Mesmo com a suspensão, a Vale continua com a obrigação de pagar as indenizações individuais. Confira mais sobre o assunto na matéria publicada no Vozes do Paraopeba
Sede do Tribunal de Justiça de Minas Gerais em Belo Horizonte. Foto: Cecília Perderzoli/TJMG

A população atingida de Brumadinho e da Bacia do Rio Paraopeba, junto com as assessorias técnicas independentes (ATIs) e as organizações populares, comemoraram, em março de 2023, uma decisão histórica que dava início ao processo de sistematização de identificação das pessoas atingidas e da quantificação dos danos por elas sofridos. Também chamado de liquidação, esse processo tem por objetivo:  

  1. definir QUAIS são os danos que podem ser indenizados;
  2. definir os VALORES/PREÇOS desses danos (valoração/precificação). Embora a decisão trate de valores de indenização, a Aedas entende que as pessoas atingidas devem decidir, a cada caso, se a reparação será por meio de indenização (pagamento em dinheiro correspondente ao prejuízo), compensação (substituição daquilo danificado por algo similar) ou recuperação (retorno daquilo danificado às suas condições originais);
  3. definir QUEM SÃO as pessoas credoras, ou seja, as pessoas que têm direito a esses valores e 
  4. indicação das FORMAS E CRITÉRIOS de comprovação da situação de pessoa credora. 
Liquidação?
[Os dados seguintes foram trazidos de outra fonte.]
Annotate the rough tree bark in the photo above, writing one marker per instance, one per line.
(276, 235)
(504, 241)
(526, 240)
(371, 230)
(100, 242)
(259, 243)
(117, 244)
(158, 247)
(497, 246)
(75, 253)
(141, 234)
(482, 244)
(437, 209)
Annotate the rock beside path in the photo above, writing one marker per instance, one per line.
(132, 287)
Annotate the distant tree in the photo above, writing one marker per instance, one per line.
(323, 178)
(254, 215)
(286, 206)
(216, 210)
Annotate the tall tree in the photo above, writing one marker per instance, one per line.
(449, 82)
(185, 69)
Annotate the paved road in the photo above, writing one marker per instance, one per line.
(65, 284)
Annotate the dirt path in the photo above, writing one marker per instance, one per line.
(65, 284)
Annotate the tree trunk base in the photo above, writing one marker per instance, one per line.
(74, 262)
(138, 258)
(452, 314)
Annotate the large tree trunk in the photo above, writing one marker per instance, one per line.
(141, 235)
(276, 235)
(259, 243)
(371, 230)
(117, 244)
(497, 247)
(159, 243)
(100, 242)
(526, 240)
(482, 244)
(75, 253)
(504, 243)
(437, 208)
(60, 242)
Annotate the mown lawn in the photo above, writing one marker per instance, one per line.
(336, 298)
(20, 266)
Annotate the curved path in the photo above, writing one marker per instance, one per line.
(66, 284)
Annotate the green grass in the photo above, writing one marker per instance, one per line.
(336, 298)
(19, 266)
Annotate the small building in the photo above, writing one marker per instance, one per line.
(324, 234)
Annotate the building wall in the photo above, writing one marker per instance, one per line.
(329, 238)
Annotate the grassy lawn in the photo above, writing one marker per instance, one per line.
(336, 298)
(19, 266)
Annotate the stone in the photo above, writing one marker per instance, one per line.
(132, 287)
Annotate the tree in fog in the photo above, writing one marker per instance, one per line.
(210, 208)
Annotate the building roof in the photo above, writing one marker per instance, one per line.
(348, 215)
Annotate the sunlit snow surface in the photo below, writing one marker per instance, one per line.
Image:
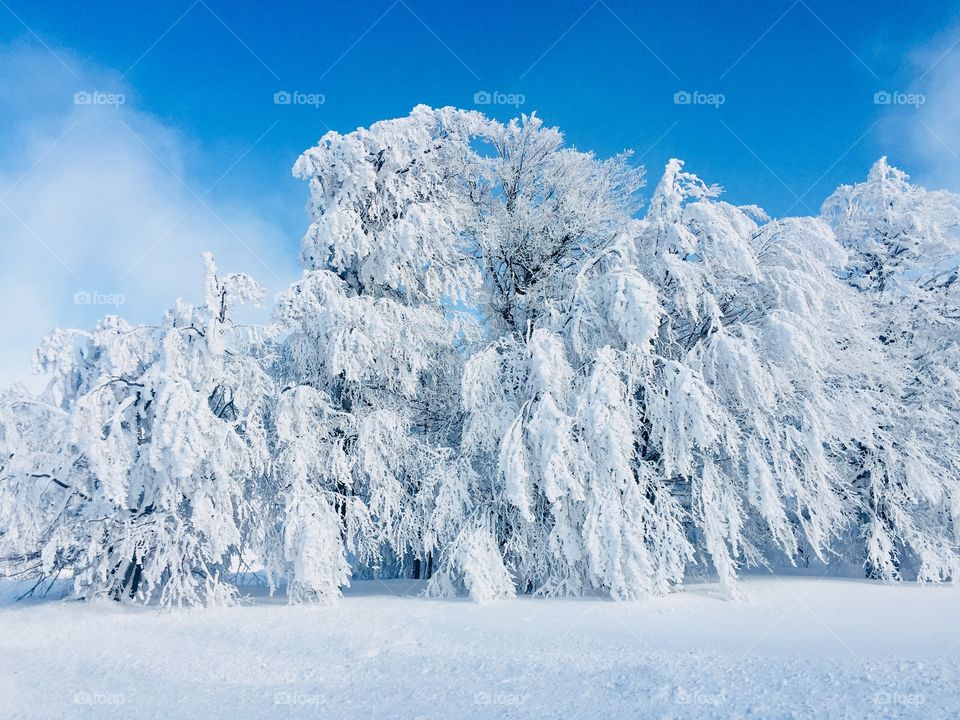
(794, 647)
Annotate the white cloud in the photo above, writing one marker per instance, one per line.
(97, 208)
(924, 138)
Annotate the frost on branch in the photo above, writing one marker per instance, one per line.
(499, 375)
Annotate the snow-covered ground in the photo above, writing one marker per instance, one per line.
(795, 647)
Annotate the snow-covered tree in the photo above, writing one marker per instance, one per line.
(496, 373)
(157, 456)
(905, 248)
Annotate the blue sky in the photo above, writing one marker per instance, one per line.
(117, 201)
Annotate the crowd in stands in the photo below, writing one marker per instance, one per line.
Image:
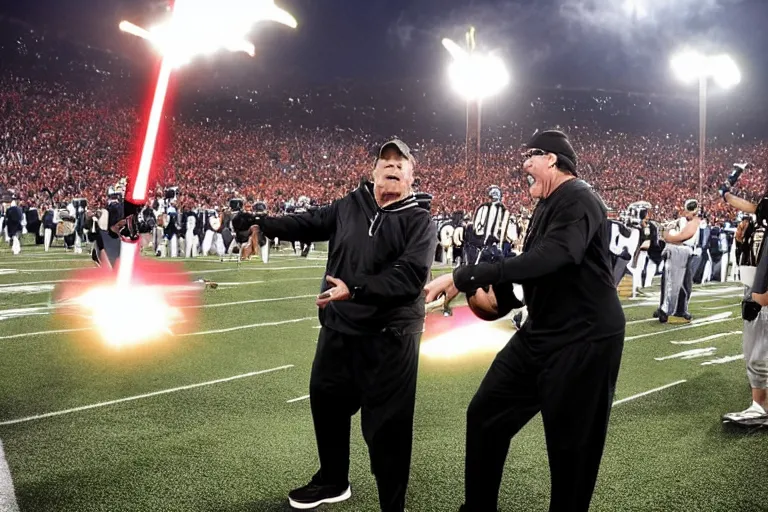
(77, 140)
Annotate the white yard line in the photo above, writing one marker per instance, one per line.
(644, 393)
(643, 321)
(716, 308)
(243, 283)
(145, 395)
(706, 338)
(26, 283)
(723, 360)
(689, 326)
(714, 319)
(40, 333)
(215, 331)
(689, 354)
(254, 301)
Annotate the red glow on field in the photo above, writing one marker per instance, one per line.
(463, 335)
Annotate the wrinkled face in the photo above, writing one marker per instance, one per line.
(392, 177)
(540, 172)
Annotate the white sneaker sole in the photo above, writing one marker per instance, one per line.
(336, 499)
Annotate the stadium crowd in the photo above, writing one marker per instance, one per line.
(76, 139)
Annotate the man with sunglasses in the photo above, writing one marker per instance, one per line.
(564, 360)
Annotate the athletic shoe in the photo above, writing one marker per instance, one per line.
(755, 414)
(313, 495)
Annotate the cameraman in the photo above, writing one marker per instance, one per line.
(754, 310)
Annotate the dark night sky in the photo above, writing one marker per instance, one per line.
(576, 43)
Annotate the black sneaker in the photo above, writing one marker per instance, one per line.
(313, 495)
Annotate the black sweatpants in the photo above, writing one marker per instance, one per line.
(378, 375)
(573, 388)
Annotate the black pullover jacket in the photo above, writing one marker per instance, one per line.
(383, 255)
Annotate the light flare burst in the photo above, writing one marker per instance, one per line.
(157, 317)
(160, 292)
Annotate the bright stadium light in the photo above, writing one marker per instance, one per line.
(690, 66)
(475, 77)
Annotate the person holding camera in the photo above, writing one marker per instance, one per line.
(754, 307)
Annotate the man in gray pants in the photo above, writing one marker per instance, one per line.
(677, 280)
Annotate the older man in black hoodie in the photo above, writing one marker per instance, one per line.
(564, 360)
(381, 243)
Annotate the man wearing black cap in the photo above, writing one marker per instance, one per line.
(381, 243)
(564, 360)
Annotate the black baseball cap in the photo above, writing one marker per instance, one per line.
(555, 141)
(401, 147)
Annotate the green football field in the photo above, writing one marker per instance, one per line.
(218, 420)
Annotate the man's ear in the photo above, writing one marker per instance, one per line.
(552, 159)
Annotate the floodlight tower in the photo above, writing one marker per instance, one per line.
(474, 76)
(690, 66)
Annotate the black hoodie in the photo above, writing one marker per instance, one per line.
(382, 254)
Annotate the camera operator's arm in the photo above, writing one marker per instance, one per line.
(316, 226)
(739, 203)
(686, 234)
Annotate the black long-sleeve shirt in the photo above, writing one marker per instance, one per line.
(382, 254)
(565, 271)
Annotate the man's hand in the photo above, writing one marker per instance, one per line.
(442, 285)
(339, 291)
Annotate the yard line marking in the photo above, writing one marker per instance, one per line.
(718, 299)
(714, 319)
(706, 338)
(39, 333)
(24, 283)
(633, 322)
(44, 261)
(254, 301)
(689, 326)
(145, 395)
(715, 308)
(7, 492)
(251, 326)
(617, 402)
(215, 331)
(689, 354)
(723, 360)
(7, 314)
(241, 283)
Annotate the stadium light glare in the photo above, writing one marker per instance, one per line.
(475, 76)
(690, 66)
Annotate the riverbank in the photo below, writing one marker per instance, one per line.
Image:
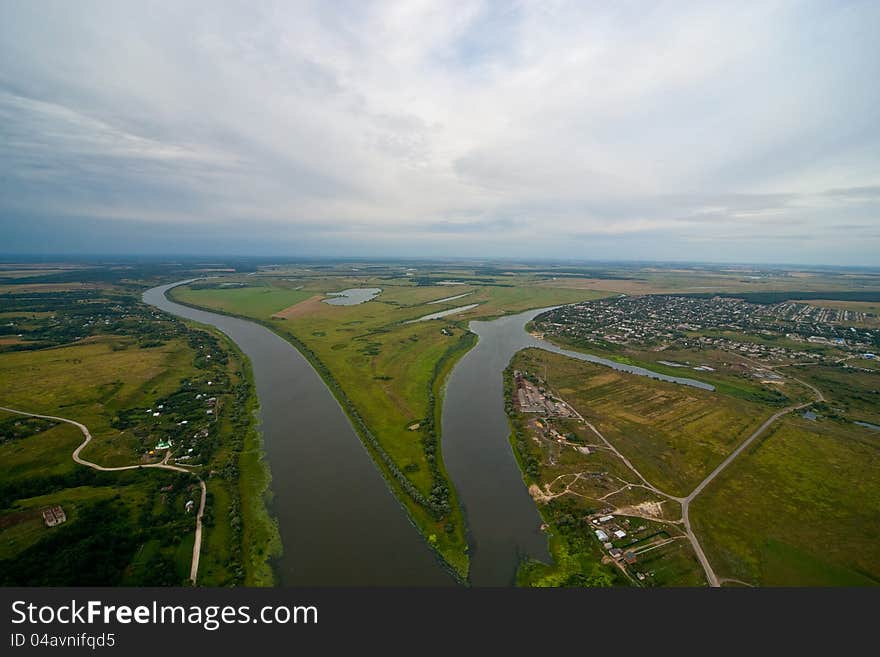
(372, 525)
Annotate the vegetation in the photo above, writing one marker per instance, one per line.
(405, 366)
(799, 507)
(136, 378)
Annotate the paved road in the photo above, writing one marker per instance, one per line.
(686, 502)
(197, 545)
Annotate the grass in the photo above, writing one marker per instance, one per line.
(257, 301)
(674, 434)
(89, 382)
(390, 370)
(850, 393)
(799, 507)
(48, 452)
(601, 486)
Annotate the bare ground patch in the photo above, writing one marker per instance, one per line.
(300, 309)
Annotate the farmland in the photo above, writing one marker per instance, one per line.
(387, 374)
(800, 507)
(576, 480)
(139, 380)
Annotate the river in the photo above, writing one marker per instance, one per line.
(502, 518)
(339, 523)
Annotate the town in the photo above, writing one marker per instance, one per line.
(776, 332)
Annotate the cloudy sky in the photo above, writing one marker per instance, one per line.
(736, 131)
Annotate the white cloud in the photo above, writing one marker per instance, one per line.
(426, 120)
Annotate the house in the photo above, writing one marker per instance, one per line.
(54, 516)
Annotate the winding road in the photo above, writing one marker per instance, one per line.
(685, 502)
(197, 544)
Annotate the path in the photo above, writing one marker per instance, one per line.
(685, 502)
(197, 545)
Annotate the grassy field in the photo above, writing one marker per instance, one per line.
(115, 366)
(257, 301)
(733, 375)
(850, 393)
(391, 372)
(90, 382)
(569, 485)
(799, 507)
(674, 434)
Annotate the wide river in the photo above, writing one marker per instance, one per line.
(339, 523)
(502, 518)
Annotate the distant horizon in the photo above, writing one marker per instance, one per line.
(268, 259)
(664, 132)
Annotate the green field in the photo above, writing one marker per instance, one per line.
(799, 507)
(129, 365)
(569, 485)
(390, 373)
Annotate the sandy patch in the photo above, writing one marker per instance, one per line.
(621, 286)
(300, 309)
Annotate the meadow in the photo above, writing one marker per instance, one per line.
(389, 374)
(674, 434)
(798, 508)
(108, 361)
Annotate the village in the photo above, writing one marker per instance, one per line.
(769, 332)
(630, 543)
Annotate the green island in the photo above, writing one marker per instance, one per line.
(765, 475)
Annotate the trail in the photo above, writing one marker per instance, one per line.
(197, 545)
(685, 502)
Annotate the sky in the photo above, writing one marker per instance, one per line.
(733, 132)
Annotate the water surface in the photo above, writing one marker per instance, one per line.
(353, 296)
(502, 517)
(443, 313)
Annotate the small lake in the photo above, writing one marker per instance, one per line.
(339, 523)
(503, 521)
(443, 313)
(352, 297)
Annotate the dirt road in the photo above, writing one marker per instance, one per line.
(197, 545)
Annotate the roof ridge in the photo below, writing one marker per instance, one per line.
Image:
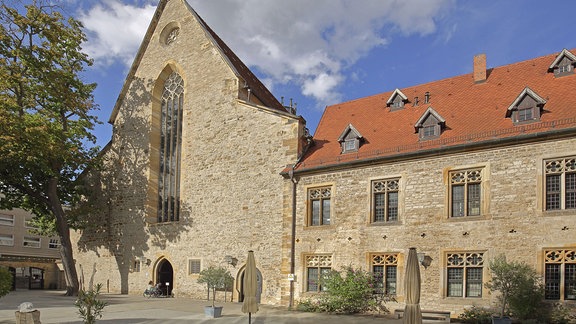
(445, 79)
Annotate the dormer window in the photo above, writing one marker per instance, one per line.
(350, 139)
(563, 64)
(527, 107)
(396, 100)
(430, 125)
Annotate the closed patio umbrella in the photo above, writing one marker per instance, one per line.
(412, 312)
(250, 286)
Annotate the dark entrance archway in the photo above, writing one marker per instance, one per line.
(13, 273)
(36, 278)
(165, 277)
(240, 284)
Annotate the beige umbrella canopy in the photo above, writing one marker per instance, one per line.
(412, 312)
(250, 285)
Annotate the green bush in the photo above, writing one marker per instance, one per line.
(559, 314)
(347, 292)
(89, 305)
(5, 281)
(520, 287)
(476, 315)
(215, 278)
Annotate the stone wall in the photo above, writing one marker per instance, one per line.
(513, 220)
(232, 154)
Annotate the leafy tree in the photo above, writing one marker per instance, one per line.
(5, 281)
(90, 307)
(45, 121)
(520, 287)
(215, 278)
(348, 291)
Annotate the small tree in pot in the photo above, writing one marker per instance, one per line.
(520, 288)
(215, 278)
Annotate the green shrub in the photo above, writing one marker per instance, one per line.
(215, 278)
(559, 314)
(520, 287)
(89, 305)
(476, 315)
(5, 281)
(308, 305)
(348, 292)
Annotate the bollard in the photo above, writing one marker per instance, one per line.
(26, 314)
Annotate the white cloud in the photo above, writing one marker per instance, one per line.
(115, 30)
(307, 43)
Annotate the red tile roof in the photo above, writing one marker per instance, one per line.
(474, 113)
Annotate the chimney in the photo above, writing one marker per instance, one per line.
(479, 68)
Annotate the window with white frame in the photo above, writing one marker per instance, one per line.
(316, 267)
(385, 271)
(6, 239)
(170, 149)
(464, 272)
(465, 193)
(194, 266)
(137, 265)
(385, 200)
(54, 243)
(319, 206)
(560, 274)
(6, 219)
(32, 242)
(29, 223)
(560, 183)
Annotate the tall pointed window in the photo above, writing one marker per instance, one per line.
(170, 149)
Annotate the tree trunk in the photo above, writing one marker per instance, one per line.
(65, 243)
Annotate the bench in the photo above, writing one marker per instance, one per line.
(428, 316)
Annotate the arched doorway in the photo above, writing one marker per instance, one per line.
(165, 277)
(36, 278)
(240, 284)
(13, 273)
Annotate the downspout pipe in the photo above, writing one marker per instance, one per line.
(293, 235)
(294, 181)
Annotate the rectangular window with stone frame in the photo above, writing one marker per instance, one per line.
(385, 200)
(560, 274)
(464, 274)
(385, 271)
(316, 267)
(194, 266)
(319, 200)
(560, 183)
(465, 192)
(6, 219)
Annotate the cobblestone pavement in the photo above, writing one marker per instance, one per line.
(54, 307)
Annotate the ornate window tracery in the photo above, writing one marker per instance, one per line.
(465, 193)
(316, 267)
(560, 183)
(464, 274)
(560, 274)
(385, 200)
(170, 149)
(385, 270)
(319, 206)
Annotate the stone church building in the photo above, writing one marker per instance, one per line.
(206, 164)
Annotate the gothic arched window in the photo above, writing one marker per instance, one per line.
(170, 149)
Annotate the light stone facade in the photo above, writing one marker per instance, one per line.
(234, 199)
(233, 150)
(513, 221)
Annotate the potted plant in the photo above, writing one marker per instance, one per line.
(214, 278)
(519, 287)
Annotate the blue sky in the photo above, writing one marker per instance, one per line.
(324, 52)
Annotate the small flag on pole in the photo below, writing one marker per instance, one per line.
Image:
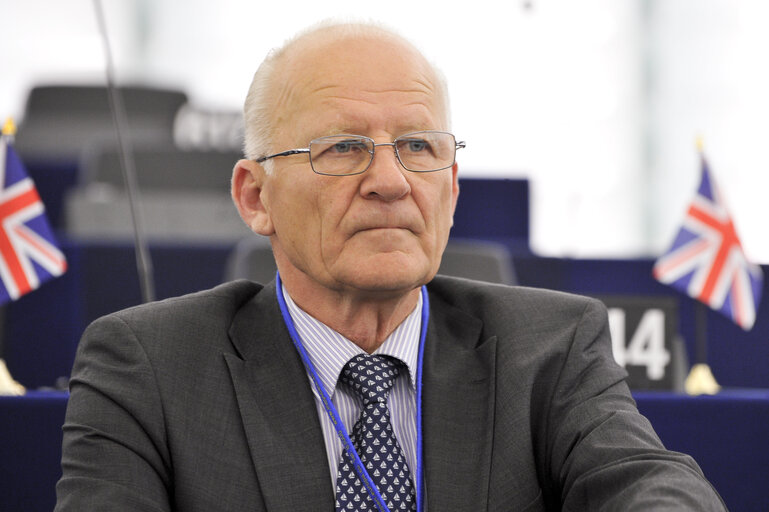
(28, 252)
(706, 260)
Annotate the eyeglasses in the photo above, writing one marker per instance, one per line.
(345, 155)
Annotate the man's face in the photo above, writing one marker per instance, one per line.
(380, 231)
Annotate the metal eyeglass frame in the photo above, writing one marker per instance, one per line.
(458, 145)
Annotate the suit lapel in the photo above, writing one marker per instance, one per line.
(458, 410)
(278, 410)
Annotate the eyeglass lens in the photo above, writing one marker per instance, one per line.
(345, 154)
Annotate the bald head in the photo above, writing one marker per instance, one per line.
(313, 60)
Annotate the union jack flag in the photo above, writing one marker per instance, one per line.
(707, 262)
(28, 253)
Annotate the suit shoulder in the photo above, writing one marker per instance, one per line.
(218, 303)
(488, 299)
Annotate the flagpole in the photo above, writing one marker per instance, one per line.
(8, 386)
(700, 380)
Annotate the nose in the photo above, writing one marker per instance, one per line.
(385, 178)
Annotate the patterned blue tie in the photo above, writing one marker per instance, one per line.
(371, 377)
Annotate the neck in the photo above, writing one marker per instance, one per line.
(364, 319)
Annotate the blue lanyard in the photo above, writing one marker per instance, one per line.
(333, 414)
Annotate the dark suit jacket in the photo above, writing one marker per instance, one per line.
(201, 403)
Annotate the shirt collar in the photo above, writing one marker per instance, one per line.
(329, 351)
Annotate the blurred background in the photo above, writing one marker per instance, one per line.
(598, 102)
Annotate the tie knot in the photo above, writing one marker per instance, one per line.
(370, 376)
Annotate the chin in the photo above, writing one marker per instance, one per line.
(390, 278)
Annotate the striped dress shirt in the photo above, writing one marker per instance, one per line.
(329, 351)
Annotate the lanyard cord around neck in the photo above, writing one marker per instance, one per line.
(333, 414)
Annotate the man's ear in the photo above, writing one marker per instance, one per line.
(248, 180)
(454, 190)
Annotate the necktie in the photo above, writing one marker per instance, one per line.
(371, 377)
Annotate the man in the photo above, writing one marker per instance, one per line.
(250, 397)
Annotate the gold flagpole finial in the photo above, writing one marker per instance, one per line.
(9, 127)
(700, 141)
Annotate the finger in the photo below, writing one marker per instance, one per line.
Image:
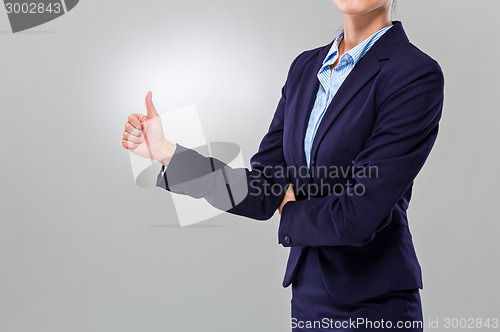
(150, 107)
(133, 131)
(136, 120)
(129, 145)
(128, 137)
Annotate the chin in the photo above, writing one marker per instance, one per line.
(358, 7)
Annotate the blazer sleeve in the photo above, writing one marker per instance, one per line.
(403, 134)
(255, 193)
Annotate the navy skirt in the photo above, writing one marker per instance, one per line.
(313, 309)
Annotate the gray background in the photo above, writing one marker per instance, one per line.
(82, 248)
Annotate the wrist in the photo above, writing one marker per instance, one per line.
(166, 150)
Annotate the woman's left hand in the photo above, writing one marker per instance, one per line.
(289, 196)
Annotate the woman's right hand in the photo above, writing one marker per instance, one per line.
(143, 135)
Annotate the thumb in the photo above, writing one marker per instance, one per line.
(152, 113)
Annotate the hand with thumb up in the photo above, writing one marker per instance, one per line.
(143, 135)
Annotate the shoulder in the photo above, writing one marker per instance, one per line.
(411, 61)
(303, 61)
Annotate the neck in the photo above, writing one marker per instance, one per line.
(361, 26)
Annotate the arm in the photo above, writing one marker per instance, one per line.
(239, 191)
(402, 137)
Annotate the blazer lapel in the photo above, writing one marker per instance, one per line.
(308, 89)
(367, 67)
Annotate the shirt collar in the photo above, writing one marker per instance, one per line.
(354, 54)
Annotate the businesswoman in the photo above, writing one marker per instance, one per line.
(355, 123)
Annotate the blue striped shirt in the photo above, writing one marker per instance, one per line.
(331, 82)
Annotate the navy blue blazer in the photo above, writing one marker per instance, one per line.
(384, 118)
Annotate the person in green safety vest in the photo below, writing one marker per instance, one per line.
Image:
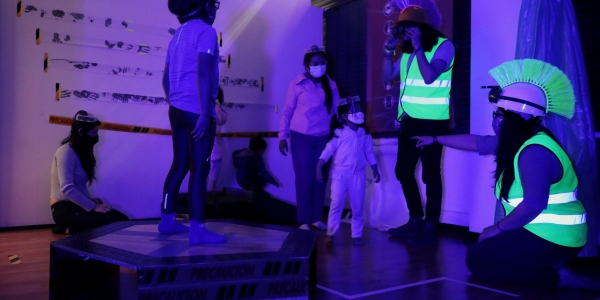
(545, 224)
(424, 68)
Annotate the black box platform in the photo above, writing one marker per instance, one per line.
(258, 262)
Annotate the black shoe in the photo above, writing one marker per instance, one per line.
(426, 236)
(408, 229)
(575, 280)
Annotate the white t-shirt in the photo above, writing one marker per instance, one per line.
(444, 52)
(191, 38)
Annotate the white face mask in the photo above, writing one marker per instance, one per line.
(317, 71)
(356, 118)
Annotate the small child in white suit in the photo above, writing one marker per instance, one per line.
(351, 147)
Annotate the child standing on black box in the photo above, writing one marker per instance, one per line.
(351, 146)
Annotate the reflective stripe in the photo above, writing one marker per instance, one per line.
(559, 219)
(421, 82)
(553, 199)
(424, 100)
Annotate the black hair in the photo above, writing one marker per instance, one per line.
(220, 97)
(514, 132)
(429, 36)
(257, 143)
(324, 80)
(337, 124)
(81, 145)
(182, 9)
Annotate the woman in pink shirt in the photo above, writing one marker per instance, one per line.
(309, 105)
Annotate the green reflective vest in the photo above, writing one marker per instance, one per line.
(563, 222)
(420, 100)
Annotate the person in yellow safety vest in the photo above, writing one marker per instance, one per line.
(545, 224)
(424, 68)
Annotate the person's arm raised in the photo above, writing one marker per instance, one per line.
(205, 79)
O que é isso? 

A palavra “liquidação”, no sentido jurídico, significa determinar o objeto da condenação, permitindo que a fase de execução do processo seja possível, ou seja, que as pessoas atingidas saibam exatamente o que é devido pela Vale S.A., de forma individualizada, pelos danos causados pelo rompimento. 

Para que serve a fase de liquidação da sentença? Assista ao vídeo com Gabriela Soares, advogada da Aedas, sobre o assunto:
Mineradora recorreu pedindo anulação da decisão 

Pouco menos de um mês depois, a Vale S.A. recorreu da decisão. No dia 13 de abril, a empresa recorre alegando que a decisão é nula, em razão de não ter sido intimada a se manifestar sobre o pedido de instauração do procedimento de liquidação, antes que o juiz decidisse. A mineradora alegou ofensa aos princípios do contraditório e da ampla defesa, bem como em desrespeito ao princípio da não surpresa previsto nos arts. 9º e 10º do Código de Processo Civil.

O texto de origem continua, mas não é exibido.